Most recently, at Xi’s direction, PRC armed forces have engaged in a ramped-up pattern of provocations in and around the Taiwan Strait. Beijing has expanded the scope and scale and advanced the locations of these operations far closer to the island of Taiwan than ever before. In recent years, this involves increasing the frequency of ships and aircraft crossing the long observed median line in the Taiwan Strait. The number of PLA air sorties more than doubled between 2020 and 2021 to reach an average of more than 2.6 per day. Moreover, PRC naval, coast guard and militia vessels have been increasingly active in the vicinity of Taiwan. The goal of these hostile actions is not simply to intimidate Taipei but to normalize PLA operations and establish de facto Beijing control over the ocean separating the mainland from Taiwan. The ultimate objective appears to be to claim and control the entire Taiwan Strait as PRC territorial waters.
The culmination of these hostile activities was the massive show of force in close proximity to Taiwan in early August 2022 immediately following the departure from Taipei of U.S. Speaker Nancy Pelosi. These exercises conducted in multiple locations around the island seemed designed to signal that China possessed the capability to blockade Taiwan and control access to the island at will. In his work report, Xi insisted “we have maintained the initiative and the ability to steer in cross-strait relations.”

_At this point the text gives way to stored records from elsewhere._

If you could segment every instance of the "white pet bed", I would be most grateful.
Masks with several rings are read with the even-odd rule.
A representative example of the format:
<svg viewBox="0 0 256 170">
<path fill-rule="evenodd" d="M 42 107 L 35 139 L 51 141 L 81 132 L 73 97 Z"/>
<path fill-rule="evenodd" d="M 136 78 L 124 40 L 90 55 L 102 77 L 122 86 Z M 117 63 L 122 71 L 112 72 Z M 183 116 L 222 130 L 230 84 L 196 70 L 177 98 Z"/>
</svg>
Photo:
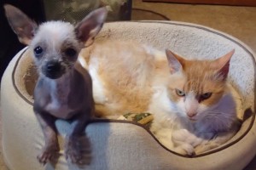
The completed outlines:
<svg viewBox="0 0 256 170">
<path fill-rule="evenodd" d="M 8 66 L 1 87 L 3 156 L 10 170 L 38 169 L 242 169 L 256 153 L 255 55 L 239 40 L 218 31 L 180 22 L 131 21 L 104 25 L 98 39 L 136 39 L 183 56 L 215 59 L 236 48 L 229 80 L 242 98 L 244 122 L 222 146 L 194 157 L 178 156 L 161 145 L 143 127 L 125 121 L 102 120 L 86 128 L 92 153 L 84 167 L 69 164 L 61 151 L 55 165 L 37 159 L 44 139 L 32 111 L 35 70 L 29 50 L 21 50 Z M 61 136 L 72 126 L 57 121 Z M 60 137 L 61 144 L 63 138 Z M 61 144 L 63 145 L 63 144 Z"/>
</svg>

Welcome to the People’s Republic of Control 3.0: 2022-2027
The conclusion of the 20th Party Congress signifies the launch of Xi’s third term as leader of the CCP. The heavily scripted and carefully manipulated optics at the conclave highlight a key characteristic of China under Xi: the high priority assigned to ensure centralized control of all aspects of internal and external party-military-state activity. Xi boldly insisted in his work report that “[t]he wheels of history are rolling on towards China’s reunification and the rejuvenation of the Chinese nation.” Xi’s first five-year term as CCP leader witnessed him consolidate his hold over the political apparatus and centralize and streamline his control of the military. Xi’s second five-year term saw Xi reassert party-military-state control over the economy as well as tighten Beijing’s control over multiple peripheral — ostensibly autonomous — regions such as Xinjiang and Hong Kong. Moreover, Xi launched ambitious initiatives to firmly assert greater control over a range of maritime and continental territories claimed by the PRC.
With Xi’s re-election as CCP general secretary, we are now witnessing the roll out of the People’s Republic of Control 3.0. While one might expect Xi to be girded by greater confidence and reassurance following his triumphs at the Party conclave, this is unlikely because of the range of knotty challenges he continues to face. Among them are anticipated fierce economic headwinds which will strain the system and put pressure on Xi’s statist policies in coming years. Moreover, Xi can also expect foreign policy complexities, notably with the United States, considered China’s most potent and threatening competitor, and with Russia, ostensibly China’s staunchest and weightiest strategic partner, that has recently demonstrated truculence and shocking frailties over Ukraine.
The citizens of China can expect a continuation of current hardline policies and greater centralization of power; other countries should anticipate an assertive and combative PRC led by an activist dictator and an energetic party-military-state obsessed with seeking to control all aspects of human activity and to dominate all arenas both inside and outside its borders.